Will Kerry Washington’s Quinoa ‘Fried Rice’ Console You On Scandal-Less Nights?

While we normally rejoice to hear the latest in celebrity baby news, a recent update from Kerry Washington’s camp has us a little less than enthused. According to E! Online, season three of Scandal will only feature 18 episodes, as opposed to the standard 22. The apparent reason behind this change is the actress’ spring due date.

In late October we learned Washington and her husband, San Francisco 49ers cornerback Nnamdi Asomugha, were expecting their first child. While we’re certainly anxious for more Scandal, we are fans of the expectant mama taking the time and rest she needs to have a healthy, happy baby. (Imagine if the powers-that-be had chosen to write a pregnancy into that mess? No, I think we can all agree Kerry and alter-ego Olivia both have enough on their plates as it is.)

So, what will Kerry be doing with all her spare time? Hard to say. Like her on-screen persona, when it comes to her personal life, Washington’s careful to play it close to the vest. However, we do know where the style icon will be indulging her pregnancy cravings: nutritionist Kimberly Snyder’s Glow Bio juice and smoothie bar.

She and fellow expecting starlet Drew Barrymore are both self-professed Glow addicts, not that that’s a bad thing. Washington’s favorite menu item? A quinoa “fried rice,” chock full of fresh, raw apple cider vinegar and a ton of veggies. The Emmy-nominated actress wins the award for healthiest pregnancy craving, hands down. “I try for the most part to eat things that are going to make me feel better, not worse,” said Washington in an interview with People. If only we had that sort of willpower.

Try out the recipe for Kerry’s favorite dish below, and let us know if it makes you feel any better about settling for reruns a few Thursday nights hence.

Quinoa Ten-Veggie “Fried Rice”

Serves 4-6

2 cups quinoa
2 tbsp. unrefined coconut oil
1 cup white onion, diced
2 garlic gloves, minced
1 tbsp. ginger, minced
1 tsp. miso paste
2 carrots, peeled and diced
2 cups shiitake mushroom tops, coarsely chopped
1 tbsp. sesame oil
1½ tsp. raw apple cider vinegar
¼ cup low-sodium tamari
½ tsp. red pepper flakes
1 red bell pepper, chopped
2 cups Chinese broccoli tops or broccoli rabe
½ pound green beans, ends trimmed and cut into 2-inch pieces
1 tbsp. raw coconut nectar or maple syrup
½ cup radishes, sliced
½ pound snowpea shoots, deveined
Sea salt, to taste if desired

1. Soak two cups of quinoa overnight and rinse well.

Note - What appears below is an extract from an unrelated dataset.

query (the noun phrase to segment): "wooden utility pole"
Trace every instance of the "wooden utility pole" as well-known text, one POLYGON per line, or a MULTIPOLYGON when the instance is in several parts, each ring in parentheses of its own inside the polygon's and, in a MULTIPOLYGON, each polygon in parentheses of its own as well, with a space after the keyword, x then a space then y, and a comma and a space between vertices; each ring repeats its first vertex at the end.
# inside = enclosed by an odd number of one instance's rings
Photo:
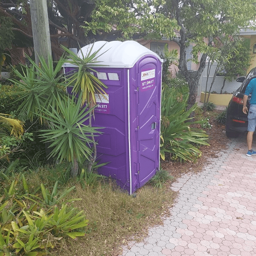
POLYGON ((30 0, 30 13, 35 62, 38 65, 38 56, 48 62, 52 54, 50 30, 46 0, 30 0))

2. Bring 4 cups of water to a boil. Add the rinsed quinoa and lower the heat to a simmer. Cook the quinoa until al dente, about 3-4 minutes less than you would usually cook it.

3. Heat the coconut oil in a large saute pan. Add the onions and scallions and cook until the onions are translucent. Add the garlic, cooking another minute, and then add the ginger, miso, carrots and the shiitake mushroom, and cook for 2-3 minutes. Stir in the sesame oil, raw apple cider vinegar, tamari and red pepper flakes.

4. Add the rest of the vegetables, except for the radishes and snowpea shoots, and keep stirring. Stir in the raw coconut liquid nectar.

5. Add the low-sodium tamari, still stirring. Drop the snowpea shoots and radishes in at the very end, and cook for no more than 3 minutes so they stay virtually raw. Remove from the heat and serve immediately.